The interface is partially done at the moment (see the implemented wrappers down below).
NAME
Hadoop::HDFS::Command - Wrappers for various hadoop hdfs cli commands
METHODS
new
The constructor. Available attributes are listed below.
cmd_hdfs
Default value is /usr/bin/hdfs
. This option needs to be altered if you have the `hdfs`
command in some other place.
dfs
One of the top level commands, including an interface to the sub-commands listed below. The calling convention of the sub commands is as simple as:
my @rv = $hdfs->dfs( \%options, $sub_command => @subcommand_args );
# options hash is optional
my @rv = $hdfs->dfs( $sub_command => @subcommand_args );
Available options are listed below:
- ignore_fail :Bool
-
Global.
- silent :Bool
-
Global.
- want_epoch :Bool
-
Only used for
ls
. Converts timestamps to epoch. - callback :CODE
-
Only used for
ls
. The callback always needs to return true to continue processing, returning false from it will short-circuit the processor.
du
The @subcommand_args
can have these defined: -s
, -h
.
my @rv = $hdfs->dfs( du => @subcommand_args => $hdfs_path );
my @rv = $hdfs->dfs( du => qw( -h -s ) => "/tmp" );
my @rv = $hdfs->dfs(
{
ignore_fail => 1,
silent => 1,
},
du => -s => @hdfs_paths,
);
ls
The @subcommand_args
can have these defined: -d
, -h
, R
.
my @rv = $hdfs->dfs( ls => @subcommand_args => $hdfs_path );
The callback can be used to prevent buffering and process the result set yourself. The callback always needs to return true to continue processing. If you want to skip some entries but continue processing then a true value needs to be returned. A bare return (which is false) will short circuit the iterator and discard any remaining records.
my %options = (
callback => sub {
# This callback will receive a hash meta-data about the file.
my $file = shift;
if ( $file->{type} eq 'dir' ) {
# do something
}
# skip this one, but continue processing
return 1 if $file->{type} ne 'file';
# do something
return if $something_really_bad_so_end_this_processor;
# continue processing
return 1;
},
# The meta-data passed to the callback will have an "epoch"

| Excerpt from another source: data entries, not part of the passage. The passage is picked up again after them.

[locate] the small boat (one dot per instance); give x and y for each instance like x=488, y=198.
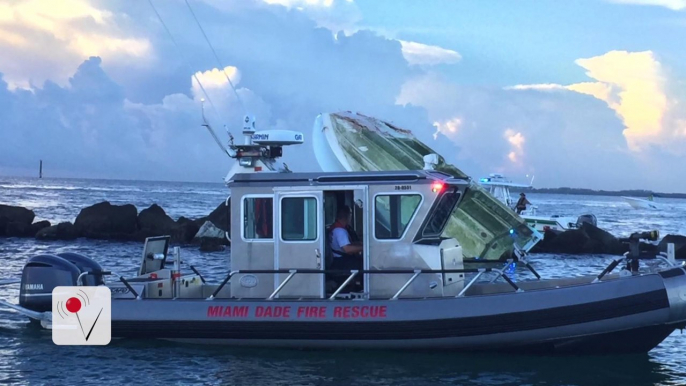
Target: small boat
x=410, y=290
x=499, y=187
x=639, y=203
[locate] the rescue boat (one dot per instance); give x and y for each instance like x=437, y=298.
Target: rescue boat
x=411, y=290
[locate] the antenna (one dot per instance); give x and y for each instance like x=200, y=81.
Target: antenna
x=212, y=133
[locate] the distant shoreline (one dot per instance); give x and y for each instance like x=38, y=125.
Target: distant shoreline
x=591, y=192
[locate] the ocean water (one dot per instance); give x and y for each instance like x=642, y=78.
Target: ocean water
x=28, y=356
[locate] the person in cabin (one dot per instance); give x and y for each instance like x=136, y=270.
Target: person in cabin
x=522, y=203
x=343, y=242
x=344, y=248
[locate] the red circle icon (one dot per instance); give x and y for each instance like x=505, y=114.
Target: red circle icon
x=73, y=305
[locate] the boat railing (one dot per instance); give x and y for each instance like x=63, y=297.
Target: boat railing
x=353, y=273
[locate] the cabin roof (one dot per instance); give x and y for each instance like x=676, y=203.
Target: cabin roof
x=327, y=178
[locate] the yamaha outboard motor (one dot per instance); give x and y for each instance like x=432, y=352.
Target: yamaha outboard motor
x=40, y=276
x=85, y=264
x=587, y=218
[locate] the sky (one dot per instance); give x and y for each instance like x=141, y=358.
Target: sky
x=588, y=94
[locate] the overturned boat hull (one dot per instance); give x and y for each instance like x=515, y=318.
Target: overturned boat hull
x=485, y=228
x=638, y=203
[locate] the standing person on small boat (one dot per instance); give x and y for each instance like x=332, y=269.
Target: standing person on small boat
x=522, y=203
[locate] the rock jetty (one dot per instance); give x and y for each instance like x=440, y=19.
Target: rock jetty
x=104, y=221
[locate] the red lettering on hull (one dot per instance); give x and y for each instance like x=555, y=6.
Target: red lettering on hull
x=359, y=312
x=302, y=312
x=273, y=312
x=227, y=312
x=311, y=312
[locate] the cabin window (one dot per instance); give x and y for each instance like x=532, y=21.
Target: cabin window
x=441, y=214
x=258, y=218
x=393, y=213
x=299, y=218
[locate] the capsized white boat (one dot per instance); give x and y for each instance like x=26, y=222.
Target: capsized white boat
x=499, y=187
x=639, y=203
x=353, y=142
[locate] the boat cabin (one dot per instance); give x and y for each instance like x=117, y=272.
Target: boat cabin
x=398, y=217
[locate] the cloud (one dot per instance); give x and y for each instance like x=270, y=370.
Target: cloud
x=676, y=5
x=448, y=128
x=43, y=40
x=563, y=138
x=418, y=53
x=634, y=85
x=516, y=140
x=107, y=121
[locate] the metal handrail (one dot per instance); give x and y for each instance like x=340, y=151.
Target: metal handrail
x=415, y=273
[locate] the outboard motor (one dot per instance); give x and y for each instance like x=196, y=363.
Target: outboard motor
x=587, y=218
x=85, y=264
x=40, y=276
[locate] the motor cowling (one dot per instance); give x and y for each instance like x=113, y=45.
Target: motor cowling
x=84, y=264
x=41, y=274
x=587, y=218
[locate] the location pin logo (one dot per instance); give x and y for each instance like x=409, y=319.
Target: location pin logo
x=81, y=315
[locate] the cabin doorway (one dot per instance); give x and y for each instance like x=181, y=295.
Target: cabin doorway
x=299, y=220
x=355, y=199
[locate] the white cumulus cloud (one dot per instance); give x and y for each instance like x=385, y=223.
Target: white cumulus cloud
x=418, y=53
x=634, y=85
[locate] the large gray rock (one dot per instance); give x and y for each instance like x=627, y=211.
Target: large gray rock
x=37, y=226
x=185, y=230
x=15, y=221
x=155, y=220
x=679, y=245
x=61, y=231
x=220, y=217
x=569, y=242
x=107, y=221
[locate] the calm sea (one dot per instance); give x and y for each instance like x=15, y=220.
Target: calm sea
x=28, y=356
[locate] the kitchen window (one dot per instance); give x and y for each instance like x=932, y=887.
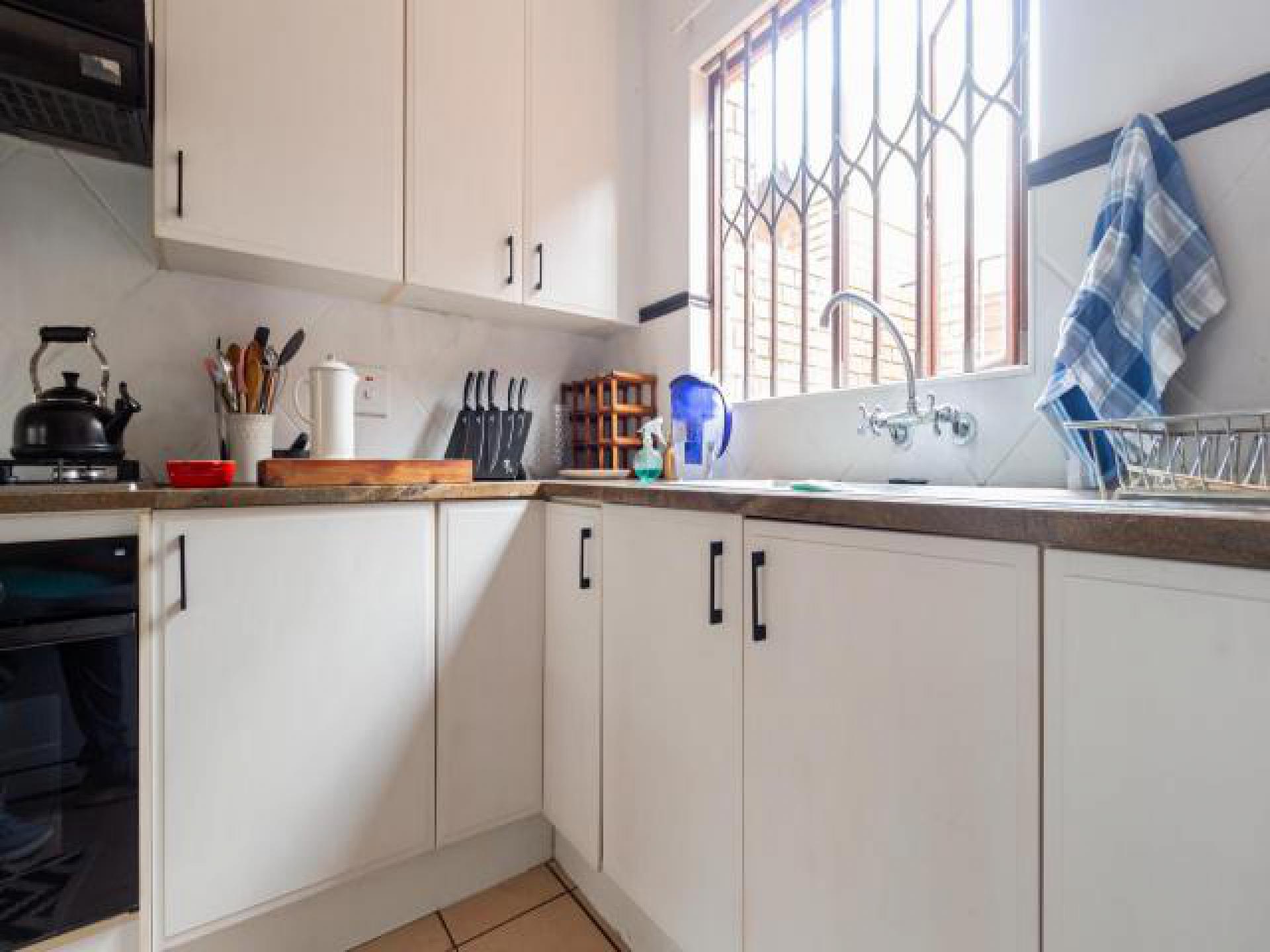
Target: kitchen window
x=879, y=146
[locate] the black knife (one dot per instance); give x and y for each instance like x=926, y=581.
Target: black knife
x=524, y=418
x=474, y=441
x=459, y=434
x=493, y=429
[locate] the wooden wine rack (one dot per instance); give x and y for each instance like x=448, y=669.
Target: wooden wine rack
x=605, y=415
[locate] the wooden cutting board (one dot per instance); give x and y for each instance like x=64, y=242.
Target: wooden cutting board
x=362, y=473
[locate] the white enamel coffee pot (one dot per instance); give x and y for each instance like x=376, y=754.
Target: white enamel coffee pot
x=332, y=400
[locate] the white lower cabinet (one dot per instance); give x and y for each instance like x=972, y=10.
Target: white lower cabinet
x=295, y=666
x=572, y=677
x=489, y=690
x=890, y=743
x=1158, y=756
x=672, y=719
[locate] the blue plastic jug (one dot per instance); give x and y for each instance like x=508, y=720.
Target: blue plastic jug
x=700, y=424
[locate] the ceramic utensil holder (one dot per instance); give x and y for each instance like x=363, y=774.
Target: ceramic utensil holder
x=251, y=441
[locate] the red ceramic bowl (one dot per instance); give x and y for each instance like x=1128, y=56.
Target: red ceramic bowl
x=201, y=474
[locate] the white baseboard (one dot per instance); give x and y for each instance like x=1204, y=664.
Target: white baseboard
x=356, y=912
x=625, y=918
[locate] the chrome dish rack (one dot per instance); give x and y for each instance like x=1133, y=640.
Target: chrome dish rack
x=1197, y=456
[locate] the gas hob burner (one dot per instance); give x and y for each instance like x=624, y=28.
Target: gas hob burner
x=67, y=473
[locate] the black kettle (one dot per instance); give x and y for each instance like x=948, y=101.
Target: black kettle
x=70, y=422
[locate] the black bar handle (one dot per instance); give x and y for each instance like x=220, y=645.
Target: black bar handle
x=715, y=555
x=181, y=550
x=66, y=335
x=757, y=560
x=583, y=579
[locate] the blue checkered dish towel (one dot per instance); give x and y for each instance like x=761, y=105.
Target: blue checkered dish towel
x=1151, y=284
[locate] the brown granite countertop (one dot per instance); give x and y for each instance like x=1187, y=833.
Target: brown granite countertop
x=1220, y=534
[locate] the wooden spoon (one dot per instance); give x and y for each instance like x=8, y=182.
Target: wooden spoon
x=235, y=357
x=253, y=377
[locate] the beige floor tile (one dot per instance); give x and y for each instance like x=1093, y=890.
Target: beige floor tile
x=494, y=906
x=425, y=935
x=558, y=927
x=562, y=875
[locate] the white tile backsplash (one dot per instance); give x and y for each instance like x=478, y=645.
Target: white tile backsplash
x=77, y=248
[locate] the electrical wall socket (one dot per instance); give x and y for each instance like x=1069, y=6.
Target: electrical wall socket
x=372, y=390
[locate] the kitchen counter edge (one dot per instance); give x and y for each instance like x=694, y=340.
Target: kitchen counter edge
x=1220, y=535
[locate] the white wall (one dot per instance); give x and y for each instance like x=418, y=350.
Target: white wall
x=1099, y=63
x=77, y=248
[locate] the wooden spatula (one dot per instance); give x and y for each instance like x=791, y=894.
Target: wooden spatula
x=253, y=377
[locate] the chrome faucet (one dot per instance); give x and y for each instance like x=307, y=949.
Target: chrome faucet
x=901, y=424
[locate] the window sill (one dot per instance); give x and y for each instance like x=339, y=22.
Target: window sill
x=927, y=385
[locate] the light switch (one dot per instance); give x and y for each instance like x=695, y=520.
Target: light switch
x=372, y=391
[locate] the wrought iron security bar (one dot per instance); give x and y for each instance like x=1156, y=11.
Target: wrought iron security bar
x=818, y=188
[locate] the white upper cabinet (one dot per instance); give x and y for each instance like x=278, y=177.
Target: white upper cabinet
x=489, y=688
x=572, y=208
x=452, y=155
x=280, y=140
x=295, y=684
x=572, y=677
x=672, y=719
x=1158, y=756
x=465, y=188
x=892, y=743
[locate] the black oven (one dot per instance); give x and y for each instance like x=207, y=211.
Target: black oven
x=67, y=735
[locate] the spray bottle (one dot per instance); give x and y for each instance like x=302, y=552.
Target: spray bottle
x=648, y=460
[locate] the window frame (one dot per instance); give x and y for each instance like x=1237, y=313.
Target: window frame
x=780, y=19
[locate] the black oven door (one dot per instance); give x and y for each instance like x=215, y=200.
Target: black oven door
x=67, y=736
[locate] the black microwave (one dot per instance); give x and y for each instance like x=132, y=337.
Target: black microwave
x=78, y=74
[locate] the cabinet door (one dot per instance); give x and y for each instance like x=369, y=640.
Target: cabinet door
x=1158, y=756
x=466, y=146
x=672, y=720
x=298, y=680
x=572, y=677
x=572, y=154
x=489, y=694
x=281, y=130
x=892, y=743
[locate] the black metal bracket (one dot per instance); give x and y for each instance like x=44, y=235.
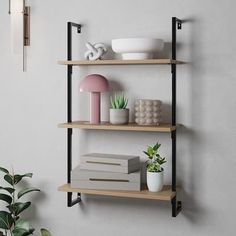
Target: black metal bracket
x=70, y=25
x=176, y=205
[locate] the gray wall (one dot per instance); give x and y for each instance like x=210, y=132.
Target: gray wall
x=32, y=103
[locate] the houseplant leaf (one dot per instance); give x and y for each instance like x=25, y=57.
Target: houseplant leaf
x=25, y=191
x=6, y=198
x=9, y=190
x=45, y=232
x=4, y=170
x=18, y=207
x=6, y=220
x=9, y=179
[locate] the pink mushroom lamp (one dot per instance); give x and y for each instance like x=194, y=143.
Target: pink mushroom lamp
x=95, y=84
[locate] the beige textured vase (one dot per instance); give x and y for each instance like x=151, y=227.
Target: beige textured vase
x=119, y=116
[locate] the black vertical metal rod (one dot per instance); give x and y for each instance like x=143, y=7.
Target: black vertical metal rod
x=176, y=206
x=69, y=109
x=173, y=134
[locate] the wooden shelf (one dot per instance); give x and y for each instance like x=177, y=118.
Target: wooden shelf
x=165, y=195
x=128, y=127
x=121, y=62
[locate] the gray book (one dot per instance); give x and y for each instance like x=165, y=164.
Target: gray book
x=89, y=179
x=110, y=162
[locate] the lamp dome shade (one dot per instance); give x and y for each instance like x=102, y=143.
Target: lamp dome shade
x=94, y=83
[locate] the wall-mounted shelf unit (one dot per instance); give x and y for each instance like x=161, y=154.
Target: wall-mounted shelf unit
x=128, y=127
x=121, y=62
x=169, y=193
x=165, y=195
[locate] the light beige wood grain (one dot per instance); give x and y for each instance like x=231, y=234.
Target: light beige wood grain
x=165, y=195
x=127, y=127
x=121, y=62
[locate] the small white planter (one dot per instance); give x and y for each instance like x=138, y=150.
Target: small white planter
x=155, y=181
x=119, y=116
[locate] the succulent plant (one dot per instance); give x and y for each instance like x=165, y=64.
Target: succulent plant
x=118, y=101
x=155, y=160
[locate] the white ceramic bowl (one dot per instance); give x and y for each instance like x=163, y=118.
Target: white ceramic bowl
x=137, y=48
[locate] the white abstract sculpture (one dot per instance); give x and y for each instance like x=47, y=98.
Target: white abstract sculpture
x=95, y=51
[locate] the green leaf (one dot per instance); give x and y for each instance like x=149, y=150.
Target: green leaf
x=6, y=198
x=45, y=232
x=9, y=190
x=4, y=170
x=9, y=179
x=6, y=220
x=25, y=191
x=18, y=207
x=22, y=228
x=156, y=147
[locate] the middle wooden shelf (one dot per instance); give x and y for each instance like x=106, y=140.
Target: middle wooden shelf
x=165, y=195
x=128, y=127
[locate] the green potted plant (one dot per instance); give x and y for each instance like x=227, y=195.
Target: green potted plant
x=155, y=172
x=11, y=221
x=119, y=114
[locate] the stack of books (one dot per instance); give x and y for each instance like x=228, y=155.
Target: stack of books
x=107, y=172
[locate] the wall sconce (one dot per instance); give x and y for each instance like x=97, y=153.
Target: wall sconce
x=20, y=27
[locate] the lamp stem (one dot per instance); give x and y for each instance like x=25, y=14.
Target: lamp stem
x=95, y=107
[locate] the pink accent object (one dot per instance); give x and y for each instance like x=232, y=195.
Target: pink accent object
x=95, y=84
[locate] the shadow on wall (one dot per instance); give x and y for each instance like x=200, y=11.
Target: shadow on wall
x=194, y=178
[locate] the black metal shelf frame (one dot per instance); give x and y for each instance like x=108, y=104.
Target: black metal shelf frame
x=176, y=25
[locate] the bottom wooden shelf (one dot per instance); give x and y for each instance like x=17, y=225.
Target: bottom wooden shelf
x=165, y=195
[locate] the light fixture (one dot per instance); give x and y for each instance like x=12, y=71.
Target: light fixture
x=20, y=27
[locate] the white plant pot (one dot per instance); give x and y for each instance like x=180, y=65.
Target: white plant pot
x=119, y=116
x=155, y=181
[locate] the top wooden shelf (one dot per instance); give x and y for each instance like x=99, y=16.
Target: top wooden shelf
x=121, y=62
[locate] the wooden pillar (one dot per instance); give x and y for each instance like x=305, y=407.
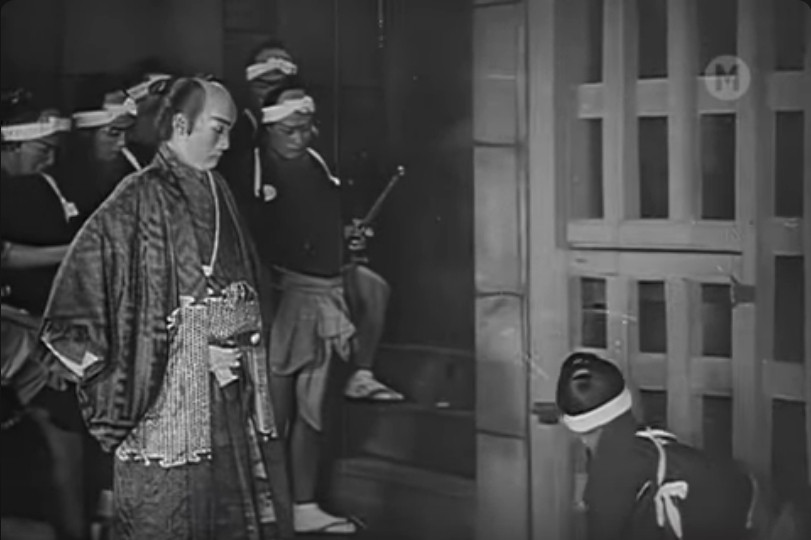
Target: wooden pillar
x=753, y=321
x=551, y=25
x=499, y=112
x=807, y=240
x=684, y=169
x=620, y=145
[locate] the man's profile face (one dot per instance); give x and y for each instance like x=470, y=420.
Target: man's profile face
x=109, y=140
x=37, y=155
x=262, y=85
x=209, y=137
x=291, y=137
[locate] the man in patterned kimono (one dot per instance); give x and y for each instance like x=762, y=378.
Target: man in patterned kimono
x=156, y=314
x=642, y=483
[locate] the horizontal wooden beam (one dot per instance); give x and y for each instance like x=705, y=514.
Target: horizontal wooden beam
x=784, y=380
x=784, y=93
x=655, y=235
x=709, y=376
x=706, y=268
x=712, y=376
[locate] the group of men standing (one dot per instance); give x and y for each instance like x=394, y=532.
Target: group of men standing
x=199, y=309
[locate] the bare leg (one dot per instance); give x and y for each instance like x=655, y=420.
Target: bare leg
x=367, y=296
x=305, y=456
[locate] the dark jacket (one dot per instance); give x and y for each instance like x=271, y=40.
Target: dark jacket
x=622, y=487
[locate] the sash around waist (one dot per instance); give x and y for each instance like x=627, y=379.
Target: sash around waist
x=306, y=282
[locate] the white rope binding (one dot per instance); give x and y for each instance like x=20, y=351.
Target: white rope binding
x=667, y=510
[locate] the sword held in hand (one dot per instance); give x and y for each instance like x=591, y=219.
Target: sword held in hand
x=360, y=229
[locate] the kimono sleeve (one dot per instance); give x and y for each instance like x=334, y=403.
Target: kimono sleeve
x=106, y=317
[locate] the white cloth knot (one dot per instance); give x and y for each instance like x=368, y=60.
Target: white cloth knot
x=667, y=510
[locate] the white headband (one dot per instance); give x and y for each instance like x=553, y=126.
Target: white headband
x=35, y=130
x=271, y=64
x=89, y=119
x=141, y=90
x=275, y=113
x=583, y=423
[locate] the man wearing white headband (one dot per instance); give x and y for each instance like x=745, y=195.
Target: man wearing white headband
x=142, y=138
x=37, y=223
x=642, y=483
x=99, y=154
x=292, y=206
x=268, y=65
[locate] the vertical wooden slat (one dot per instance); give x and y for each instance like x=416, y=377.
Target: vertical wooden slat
x=681, y=296
x=752, y=325
x=696, y=342
x=807, y=241
x=551, y=315
x=620, y=147
x=682, y=61
x=622, y=328
x=502, y=412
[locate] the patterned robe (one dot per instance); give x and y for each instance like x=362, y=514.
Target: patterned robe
x=130, y=316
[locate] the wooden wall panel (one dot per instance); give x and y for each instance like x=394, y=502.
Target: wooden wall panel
x=501, y=367
x=502, y=507
x=497, y=197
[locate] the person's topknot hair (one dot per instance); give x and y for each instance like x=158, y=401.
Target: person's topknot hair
x=269, y=43
x=186, y=96
x=289, y=82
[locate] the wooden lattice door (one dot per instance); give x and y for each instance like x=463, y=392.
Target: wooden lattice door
x=683, y=208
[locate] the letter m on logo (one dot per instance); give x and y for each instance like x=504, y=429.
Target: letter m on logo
x=726, y=78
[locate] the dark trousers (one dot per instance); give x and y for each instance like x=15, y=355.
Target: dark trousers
x=367, y=295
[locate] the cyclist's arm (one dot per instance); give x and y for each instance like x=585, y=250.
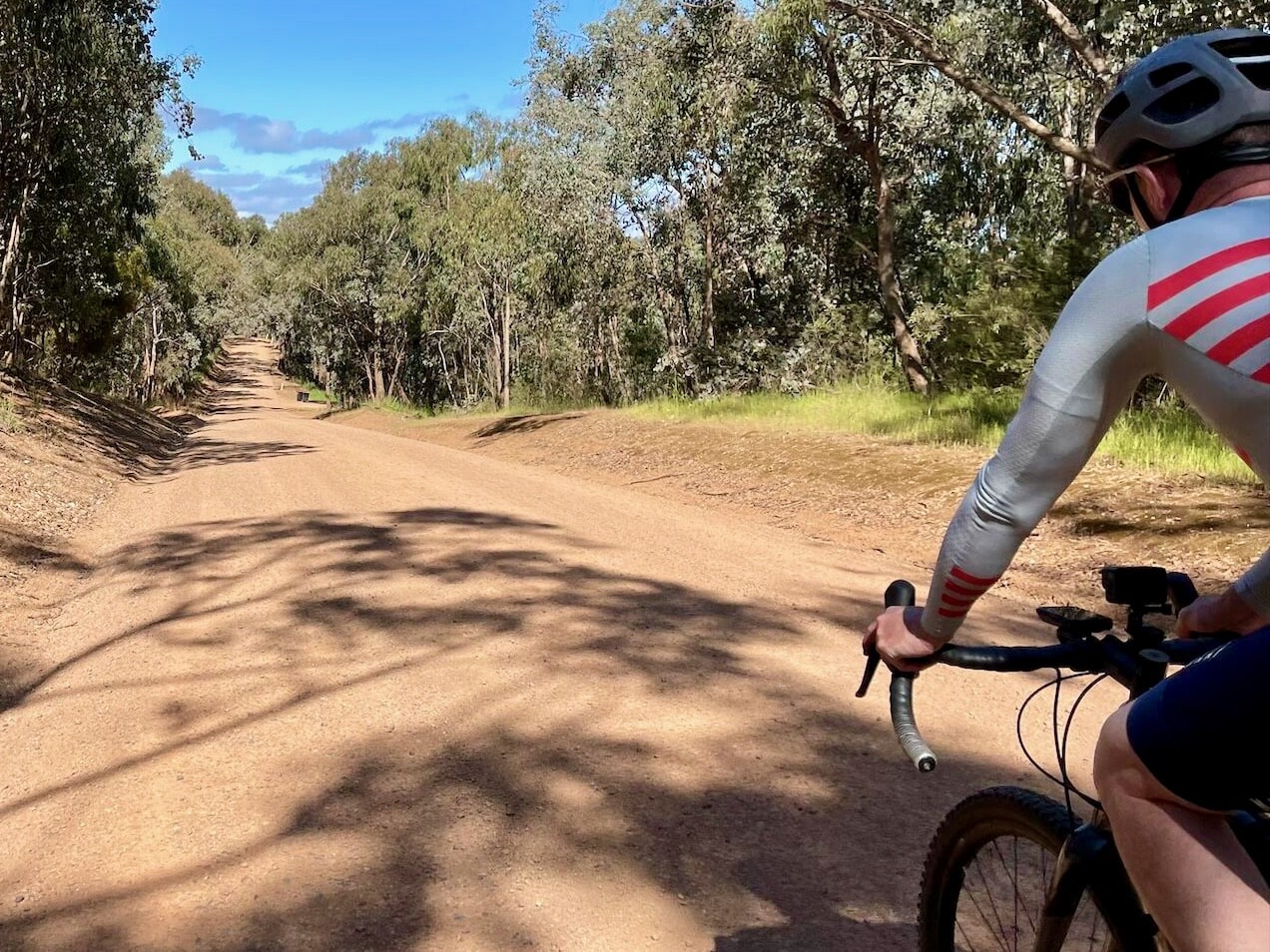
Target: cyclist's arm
x=1096, y=354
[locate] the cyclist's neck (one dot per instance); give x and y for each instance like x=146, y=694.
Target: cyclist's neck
x=1232, y=186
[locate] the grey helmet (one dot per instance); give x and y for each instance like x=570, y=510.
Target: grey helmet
x=1185, y=96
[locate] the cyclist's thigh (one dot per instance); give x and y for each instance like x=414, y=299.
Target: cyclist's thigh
x=1203, y=731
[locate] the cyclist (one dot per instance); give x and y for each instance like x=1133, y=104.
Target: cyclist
x=1186, y=132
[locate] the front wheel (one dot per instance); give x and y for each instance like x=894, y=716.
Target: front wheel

# key set when this is true.
want_epoch => 1,
);
# execute the command recursively on the path
$hdfs->dfs( \%options, ls => -R => $hdfs_path );
mv
my @rv = $hdfs->dfs( mv => $hdfs_source_path, $hdfs_dest_path );
put
The @subcommand_args
can have these defined: -f
, -p
, -l
$hdfs->dfs( put => @subcommand_args, $local_path, $hdfs_path );
# notice the additional "-"
$hdfs->dfs( put => '-f', '-', $hdfs_path, $in_memory_data );
rm
The @subcommand_args
can have these defined: -f
, -r
, -skipTrash
$hdfs->dfs( rm => @subcommand_args, $hdfs_path );
SEE ALSO
`hdfs dfs -help`
.
AUTHOR
Burak Gursoy <burak@cpan.org>
COPYRIGHT AND LICENSE
This software is copyright (c) 2016 by Burak Gursoy.
This is free software; you can redistribute it and/or modify it under the same terms as the Perl 5 programming language system itself.